Jews should continue advocating on their own behalf, while also letting up a bit on their obsessive infatuation with being persecuted. I can understand the tribal inclination to look out for our own kind. This is necessary and has served us well in the past, while at the same time we should be fighting for the rights of all minorities, not just our own. A rising tide lifts all ships.

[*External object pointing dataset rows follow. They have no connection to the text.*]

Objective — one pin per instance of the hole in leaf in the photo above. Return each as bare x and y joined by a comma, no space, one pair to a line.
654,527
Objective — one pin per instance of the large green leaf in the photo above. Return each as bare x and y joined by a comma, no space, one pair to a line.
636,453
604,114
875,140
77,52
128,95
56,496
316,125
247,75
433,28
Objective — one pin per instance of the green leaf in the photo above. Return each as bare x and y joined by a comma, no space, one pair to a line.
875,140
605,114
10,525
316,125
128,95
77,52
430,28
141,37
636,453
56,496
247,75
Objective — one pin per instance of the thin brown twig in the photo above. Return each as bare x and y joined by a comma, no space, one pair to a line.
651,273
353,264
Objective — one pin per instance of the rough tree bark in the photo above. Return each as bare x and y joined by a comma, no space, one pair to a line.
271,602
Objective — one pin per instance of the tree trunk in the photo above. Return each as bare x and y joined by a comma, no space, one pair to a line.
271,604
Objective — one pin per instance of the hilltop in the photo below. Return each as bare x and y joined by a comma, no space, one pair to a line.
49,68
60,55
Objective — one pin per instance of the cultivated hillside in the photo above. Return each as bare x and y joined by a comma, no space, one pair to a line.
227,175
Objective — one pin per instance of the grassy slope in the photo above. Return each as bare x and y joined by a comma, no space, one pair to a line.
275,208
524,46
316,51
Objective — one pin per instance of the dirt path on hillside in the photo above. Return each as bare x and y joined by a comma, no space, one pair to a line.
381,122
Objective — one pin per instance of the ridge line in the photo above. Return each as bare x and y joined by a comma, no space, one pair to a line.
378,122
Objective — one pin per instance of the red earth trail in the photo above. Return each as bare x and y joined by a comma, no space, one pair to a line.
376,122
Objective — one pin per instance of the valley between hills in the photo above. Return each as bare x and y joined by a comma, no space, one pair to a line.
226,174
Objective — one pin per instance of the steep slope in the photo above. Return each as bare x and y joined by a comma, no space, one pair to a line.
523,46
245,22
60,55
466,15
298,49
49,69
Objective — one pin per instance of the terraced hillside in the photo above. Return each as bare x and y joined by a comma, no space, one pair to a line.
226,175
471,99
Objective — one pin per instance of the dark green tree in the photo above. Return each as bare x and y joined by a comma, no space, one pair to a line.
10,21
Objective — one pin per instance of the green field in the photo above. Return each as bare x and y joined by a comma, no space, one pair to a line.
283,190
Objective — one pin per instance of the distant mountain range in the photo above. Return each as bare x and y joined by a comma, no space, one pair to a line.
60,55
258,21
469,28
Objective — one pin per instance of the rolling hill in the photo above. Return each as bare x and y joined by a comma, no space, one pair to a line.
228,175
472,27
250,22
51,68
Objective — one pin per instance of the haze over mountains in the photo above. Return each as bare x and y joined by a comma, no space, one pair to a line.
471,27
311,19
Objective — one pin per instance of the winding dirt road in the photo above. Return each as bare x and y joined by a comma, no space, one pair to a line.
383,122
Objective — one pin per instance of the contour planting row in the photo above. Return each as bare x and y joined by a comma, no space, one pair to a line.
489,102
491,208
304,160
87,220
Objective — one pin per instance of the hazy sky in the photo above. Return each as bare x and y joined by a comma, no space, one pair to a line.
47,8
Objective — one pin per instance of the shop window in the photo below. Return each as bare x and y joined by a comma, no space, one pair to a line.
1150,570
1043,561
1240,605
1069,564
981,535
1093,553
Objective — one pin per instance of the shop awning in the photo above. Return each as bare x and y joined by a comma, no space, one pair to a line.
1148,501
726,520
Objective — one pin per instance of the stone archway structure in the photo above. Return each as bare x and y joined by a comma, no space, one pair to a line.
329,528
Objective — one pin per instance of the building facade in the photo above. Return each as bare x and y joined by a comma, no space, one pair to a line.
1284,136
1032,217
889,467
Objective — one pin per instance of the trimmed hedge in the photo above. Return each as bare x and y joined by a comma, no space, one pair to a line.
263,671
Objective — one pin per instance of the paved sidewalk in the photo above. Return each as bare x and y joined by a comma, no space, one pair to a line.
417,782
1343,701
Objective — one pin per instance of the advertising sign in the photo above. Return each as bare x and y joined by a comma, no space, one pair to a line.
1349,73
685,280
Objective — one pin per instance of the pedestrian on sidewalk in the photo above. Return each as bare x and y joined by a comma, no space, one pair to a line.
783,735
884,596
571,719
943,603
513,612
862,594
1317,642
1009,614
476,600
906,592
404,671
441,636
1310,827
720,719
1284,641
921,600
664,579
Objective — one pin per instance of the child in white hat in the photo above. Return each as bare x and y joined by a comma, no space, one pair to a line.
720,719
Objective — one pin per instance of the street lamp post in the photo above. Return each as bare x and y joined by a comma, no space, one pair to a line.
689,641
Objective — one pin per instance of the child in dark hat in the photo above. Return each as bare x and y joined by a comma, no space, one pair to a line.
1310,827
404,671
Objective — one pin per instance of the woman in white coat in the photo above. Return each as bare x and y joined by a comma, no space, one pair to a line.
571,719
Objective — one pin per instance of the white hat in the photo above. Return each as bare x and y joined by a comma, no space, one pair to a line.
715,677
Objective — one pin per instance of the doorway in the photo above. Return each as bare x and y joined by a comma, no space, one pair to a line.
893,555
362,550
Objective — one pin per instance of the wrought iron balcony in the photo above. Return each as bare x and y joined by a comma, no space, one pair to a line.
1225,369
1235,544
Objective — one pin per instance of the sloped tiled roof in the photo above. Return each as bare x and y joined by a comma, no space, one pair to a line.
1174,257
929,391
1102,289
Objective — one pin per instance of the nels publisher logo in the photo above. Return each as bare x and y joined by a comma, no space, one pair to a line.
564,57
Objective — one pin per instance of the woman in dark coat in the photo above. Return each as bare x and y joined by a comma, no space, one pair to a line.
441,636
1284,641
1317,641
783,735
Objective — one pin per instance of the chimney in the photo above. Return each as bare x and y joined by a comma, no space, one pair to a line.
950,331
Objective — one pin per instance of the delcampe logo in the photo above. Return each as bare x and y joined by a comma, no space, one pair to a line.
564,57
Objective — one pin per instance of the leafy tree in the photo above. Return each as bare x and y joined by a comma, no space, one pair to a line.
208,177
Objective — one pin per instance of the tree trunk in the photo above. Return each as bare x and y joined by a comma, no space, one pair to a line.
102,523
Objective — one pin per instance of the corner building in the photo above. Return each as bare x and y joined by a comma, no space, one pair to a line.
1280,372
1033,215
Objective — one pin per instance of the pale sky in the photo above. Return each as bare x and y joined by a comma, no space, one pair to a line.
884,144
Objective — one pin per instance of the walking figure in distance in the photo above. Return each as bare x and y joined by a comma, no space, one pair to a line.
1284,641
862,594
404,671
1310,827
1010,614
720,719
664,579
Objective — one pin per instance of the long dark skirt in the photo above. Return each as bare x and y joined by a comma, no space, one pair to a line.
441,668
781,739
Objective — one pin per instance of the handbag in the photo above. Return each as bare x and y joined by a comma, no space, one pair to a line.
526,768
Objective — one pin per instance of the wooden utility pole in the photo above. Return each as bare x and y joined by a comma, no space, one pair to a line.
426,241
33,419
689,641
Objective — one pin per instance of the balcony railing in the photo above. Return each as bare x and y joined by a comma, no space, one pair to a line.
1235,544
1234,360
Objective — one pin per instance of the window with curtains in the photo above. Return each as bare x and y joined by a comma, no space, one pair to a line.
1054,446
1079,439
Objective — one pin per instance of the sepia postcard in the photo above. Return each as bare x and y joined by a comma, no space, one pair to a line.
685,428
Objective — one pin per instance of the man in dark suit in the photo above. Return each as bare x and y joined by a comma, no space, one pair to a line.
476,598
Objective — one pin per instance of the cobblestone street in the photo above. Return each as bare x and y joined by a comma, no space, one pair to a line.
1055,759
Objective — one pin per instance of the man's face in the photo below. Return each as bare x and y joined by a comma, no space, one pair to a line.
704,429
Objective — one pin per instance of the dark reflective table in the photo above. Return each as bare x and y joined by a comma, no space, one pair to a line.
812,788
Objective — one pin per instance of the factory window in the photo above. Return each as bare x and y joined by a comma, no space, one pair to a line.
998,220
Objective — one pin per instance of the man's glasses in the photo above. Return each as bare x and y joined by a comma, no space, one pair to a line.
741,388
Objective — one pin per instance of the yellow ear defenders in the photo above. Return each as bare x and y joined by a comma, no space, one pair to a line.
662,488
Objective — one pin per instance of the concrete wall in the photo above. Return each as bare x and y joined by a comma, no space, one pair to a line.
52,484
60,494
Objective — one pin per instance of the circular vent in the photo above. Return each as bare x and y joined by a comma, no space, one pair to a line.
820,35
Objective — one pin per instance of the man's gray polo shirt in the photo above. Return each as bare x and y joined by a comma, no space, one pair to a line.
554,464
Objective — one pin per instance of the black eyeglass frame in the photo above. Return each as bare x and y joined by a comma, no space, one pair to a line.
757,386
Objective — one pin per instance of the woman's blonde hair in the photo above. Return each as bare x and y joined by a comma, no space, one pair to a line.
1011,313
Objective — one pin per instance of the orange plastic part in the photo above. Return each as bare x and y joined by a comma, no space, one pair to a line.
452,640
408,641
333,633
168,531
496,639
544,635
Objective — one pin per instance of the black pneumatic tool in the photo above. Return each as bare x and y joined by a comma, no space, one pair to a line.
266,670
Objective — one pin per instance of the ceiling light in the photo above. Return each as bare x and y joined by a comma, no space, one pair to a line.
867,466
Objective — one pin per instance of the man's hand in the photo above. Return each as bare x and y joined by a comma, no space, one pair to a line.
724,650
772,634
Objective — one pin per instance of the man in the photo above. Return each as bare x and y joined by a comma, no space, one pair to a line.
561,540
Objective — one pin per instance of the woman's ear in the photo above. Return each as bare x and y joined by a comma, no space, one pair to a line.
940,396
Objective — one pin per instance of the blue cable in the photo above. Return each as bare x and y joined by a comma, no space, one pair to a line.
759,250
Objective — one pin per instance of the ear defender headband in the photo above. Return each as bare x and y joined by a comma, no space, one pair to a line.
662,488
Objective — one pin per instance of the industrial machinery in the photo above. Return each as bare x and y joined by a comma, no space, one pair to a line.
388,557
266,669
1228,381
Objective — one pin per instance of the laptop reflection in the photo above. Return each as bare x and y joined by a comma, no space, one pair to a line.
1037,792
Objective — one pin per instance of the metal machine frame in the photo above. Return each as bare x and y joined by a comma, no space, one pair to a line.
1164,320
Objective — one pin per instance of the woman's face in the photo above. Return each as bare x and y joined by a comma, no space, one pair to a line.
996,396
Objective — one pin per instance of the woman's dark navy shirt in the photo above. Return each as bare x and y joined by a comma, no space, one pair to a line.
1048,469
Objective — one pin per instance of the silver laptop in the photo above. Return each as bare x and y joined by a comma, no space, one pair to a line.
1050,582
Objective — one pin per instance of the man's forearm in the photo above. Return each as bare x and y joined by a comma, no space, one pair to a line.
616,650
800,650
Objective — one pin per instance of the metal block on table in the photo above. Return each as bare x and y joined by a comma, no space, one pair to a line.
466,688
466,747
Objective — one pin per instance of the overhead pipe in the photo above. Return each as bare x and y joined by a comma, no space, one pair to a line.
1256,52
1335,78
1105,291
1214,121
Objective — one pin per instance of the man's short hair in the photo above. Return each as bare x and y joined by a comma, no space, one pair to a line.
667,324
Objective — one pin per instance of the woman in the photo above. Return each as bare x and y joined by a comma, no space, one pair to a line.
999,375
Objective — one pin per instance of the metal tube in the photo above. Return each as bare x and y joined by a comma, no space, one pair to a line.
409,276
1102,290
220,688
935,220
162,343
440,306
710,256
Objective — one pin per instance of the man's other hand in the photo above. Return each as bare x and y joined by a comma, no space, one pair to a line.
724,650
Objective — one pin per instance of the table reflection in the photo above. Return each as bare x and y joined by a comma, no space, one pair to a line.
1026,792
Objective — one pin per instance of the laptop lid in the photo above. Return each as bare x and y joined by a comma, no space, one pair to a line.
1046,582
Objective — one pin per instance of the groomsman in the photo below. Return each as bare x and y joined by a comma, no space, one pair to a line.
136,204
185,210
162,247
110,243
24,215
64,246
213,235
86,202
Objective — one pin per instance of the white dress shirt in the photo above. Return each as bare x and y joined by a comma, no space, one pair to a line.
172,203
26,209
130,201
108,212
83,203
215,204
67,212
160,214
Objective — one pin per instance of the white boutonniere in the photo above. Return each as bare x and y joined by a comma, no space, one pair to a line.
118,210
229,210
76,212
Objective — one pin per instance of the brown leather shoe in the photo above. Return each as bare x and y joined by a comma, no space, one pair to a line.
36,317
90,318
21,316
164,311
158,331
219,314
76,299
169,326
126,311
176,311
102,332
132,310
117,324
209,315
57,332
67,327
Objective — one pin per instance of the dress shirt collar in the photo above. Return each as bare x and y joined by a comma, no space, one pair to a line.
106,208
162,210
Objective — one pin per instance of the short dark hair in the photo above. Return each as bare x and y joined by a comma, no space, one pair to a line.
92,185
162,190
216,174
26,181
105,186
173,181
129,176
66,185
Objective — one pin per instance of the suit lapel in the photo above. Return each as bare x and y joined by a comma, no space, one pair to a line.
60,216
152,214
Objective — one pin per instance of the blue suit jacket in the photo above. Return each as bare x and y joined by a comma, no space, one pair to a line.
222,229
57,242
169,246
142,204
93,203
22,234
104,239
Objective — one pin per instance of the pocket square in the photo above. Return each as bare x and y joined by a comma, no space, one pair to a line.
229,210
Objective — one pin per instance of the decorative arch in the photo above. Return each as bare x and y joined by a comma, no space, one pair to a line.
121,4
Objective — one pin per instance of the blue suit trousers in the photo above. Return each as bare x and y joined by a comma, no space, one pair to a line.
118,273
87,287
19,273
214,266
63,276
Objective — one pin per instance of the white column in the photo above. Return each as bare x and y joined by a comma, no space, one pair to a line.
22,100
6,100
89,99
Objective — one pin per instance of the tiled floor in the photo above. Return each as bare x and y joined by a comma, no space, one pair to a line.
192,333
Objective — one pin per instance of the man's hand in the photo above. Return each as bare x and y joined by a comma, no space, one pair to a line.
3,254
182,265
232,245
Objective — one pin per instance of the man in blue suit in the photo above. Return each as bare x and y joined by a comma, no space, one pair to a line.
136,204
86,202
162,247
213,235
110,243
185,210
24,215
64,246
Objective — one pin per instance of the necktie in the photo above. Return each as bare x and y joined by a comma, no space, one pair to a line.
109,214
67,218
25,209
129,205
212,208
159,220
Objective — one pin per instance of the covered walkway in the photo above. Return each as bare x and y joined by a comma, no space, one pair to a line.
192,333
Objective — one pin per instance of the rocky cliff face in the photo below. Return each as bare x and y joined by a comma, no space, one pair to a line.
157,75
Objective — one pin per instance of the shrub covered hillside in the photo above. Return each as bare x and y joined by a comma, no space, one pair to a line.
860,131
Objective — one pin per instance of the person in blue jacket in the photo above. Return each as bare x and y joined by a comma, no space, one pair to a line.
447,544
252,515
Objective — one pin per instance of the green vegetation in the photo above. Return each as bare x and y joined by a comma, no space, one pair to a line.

It is interesting to observe the many left-leaning secular Jews in the US still taking a more right-wing stance when it comes to Israel. It’s hypocritical. They create special loopholes in their mind when it comes to Israel’s aggression, racism and conservative behaviors.

You can say almost anything you want about Judaism and still find a synagogue you can attend in your city. Condemn Israel’s actions and you might find yourself out on the street.

Stay Away

Here’s my takeaway, the most practical thing I can suggest: stay away.

Israel’s continuous drive to encourage more people to move to Israel, through efforts like Birthright or Nefesh B’Nefesh, serves its own nefarious goals but does not keep in mind the needs of most individuals.

To get up and move to Israel from your comfy middle-class lifestyle in the United States or Canada, is to thrust yourself into a world of corruption and economic struggle, war and terrorism, and a guaranteed drop in your quality of life. It can be a really terrible experience for children in particular.

You may feel Isolated in North America, surrounded by people who are different than you. This is the nature of being a minority. Get therapy. Deal with the loneliness, with the need to belong. Getting up and moving to Israel so that you’re no longer a minority solves one problem and creates many others, often at other people’s expense.